Un mort et 10 blessés à Ghardaïa : Belaïz réfute l'implication d'une main étrangère

par R. N., Le Quotidien d'Oran, 21 janvier 2014

Les incidents survenus dimanche à Ghardaïa ont fait un mort et 10 blessés. C'est ce qu'a affirmé hier le ministre d'Etat, ministre de l'Intérieur et des Collectivités locales, Tayeb Belaïz dans des propos rapportés par l'APS. «Un jeune de 39 ans est mort dans des échauffourées et des actes de violence enregistrés dimanche», a indiqué le ministre en marge d'une séance plénière du Conseil de la nation consacrée aux questions orales. Il précisera que «10 personnes, dont 3 policiers», ont été blessées affirmant que «les échauffourées ont cessé rapidement grâce à l'intervention des services de sécurité».

«A l'exception de quelques commerces et écoles qui sont restés fermés les propriétaires déclarant craindre pour leurs biens et leurs enfants», un «retour à la normale est constaté», a indiqué le ministre de l'Intérieur. «Je pense que les commerces reprendront leurs activités et que les écoles rouvriront leurs portes maintenant que la sécurité est renforcée par les services de la gendarmerie et de la sécurité nationales», a déclaré Belaïz. Un imposant dispositif de forces de l'ordre et anti-émeute a été déployé dans différents quartiers de Ghardaïa pour mettre fin aux affrontements récurrents entre groupes de jeunes, a constaté hier un journaliste de l'APS. Hier, malgré les assurances de Belaïz, les scènes d'affrontement entre groupes de jeunes des deux communautés (malékite et ibadhite) ont touché des quartiers jusque-là épargnés par ces événements, tels que Bouchène, Beni-Isguen, El-Chaâba, Touzouz, Ben Smara, Sidi-Abbaz et les quartiers situés sur les hauteurs de Ghardaïa (Bouhraoua). Une trentaine de locaux commerciaux et d'habitation ainsi que des palmeraies et jardins ont été saccagés et pillés avant d'être incendiés par les antagonistes durant les journées de dimanche et de lundi, a-t-on constaté. Les émeutiers ont dressé des barricades dans différents quartiers de la ville en utilisant des pneus, de grosses pierres et autres objets, empêchant ainsi le trafic routier, particulièrement les transports urbains et le transport scolaire et universitaire.

Les forces de l'ordre se sont notamment déployées devant les édifices publics et privés afin de les préserver. L'ensemble des commerces, des établissements scolaires et des administrations, sont fermés dans les quartiers de la ville théâtre des violences; les rues désertées sont devenues de véritables dépotoirs en l'absence des services de collecte des déchets ménagers.

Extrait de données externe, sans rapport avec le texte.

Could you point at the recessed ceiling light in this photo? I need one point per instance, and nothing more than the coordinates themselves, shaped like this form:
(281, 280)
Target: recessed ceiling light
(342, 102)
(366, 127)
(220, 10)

Par ailleurs, le ministre a affirmé que «l'initiative du gouvernement et ses démarches dans la région n'avaient pas échoué» et, en réponse à une question sur l'implication de mains étrangères dans les incidents, il a indiqué qu' « il n'existe aucune preuve tangible pouvant confirmer (...) l'implication de mains étrangères dans la région, mais il y a des mains non étrangères qui, peut-être, cherchent à pousser vers le pourrissement de la situation ». Il a affirmé que la situation à Ghardaïa est « maîtrisée » sur le plan sécuritaire. Le ministre n'a pas manqué de rappeler les démarches du gouvernement pour mettre fin aux tensions. Il a souligné que « toute démarche de bienfaisance dans cette région est la bienvenue», tout en rappelant que les rencontres de réconciliation initiées par le gouvernement et celles ayant regroupé les représentants des habitants de Ghardaïa ont abouti à la conclusion d'une charte. Pour rappel, des affrontements entre groupes de jeunes avaient repris dimanche après-midi. Plusieurs quartiers des communes situées dans la vallée du M'zab qui étaient jusque-là épargnés par les violences se sont retrouvés en début d'après-midi confrontés à des échauffourées entre groupes de jeunes ayant été à l'origine d'incendies de locaux commerciaux et d'habitations, avait rapporté l'APS. Ces incidents avaient repris suite à des appels à « la grève du cartable » et celle des commerçants, diffusés par les réseaux sociaux, pour protester contre l'insécurité. Des dizaines de jeunes (malékites et ibadhites) se sont ainsi affrontés à l'aide de pierres, d'objets hétéroclites ou de cocktails Molotov à El-Aïn, El-Chaâba, à l'entrée de Daya Ben Dahoua et près du lycée Moufdi-Zakaria à Béni Isguen.

Ces quartiers n'avaient pas connu d'incidents auparavant. Une dizaine de locaux et d'habitations ont été saccagés et incendiés. Un renfort de brigades d'intervention rapide de la gendarmerie a été déployé pour renforcer le dispositif de la police qui a recouru aux bombes lacrymogènes pour disperser les antagonistes.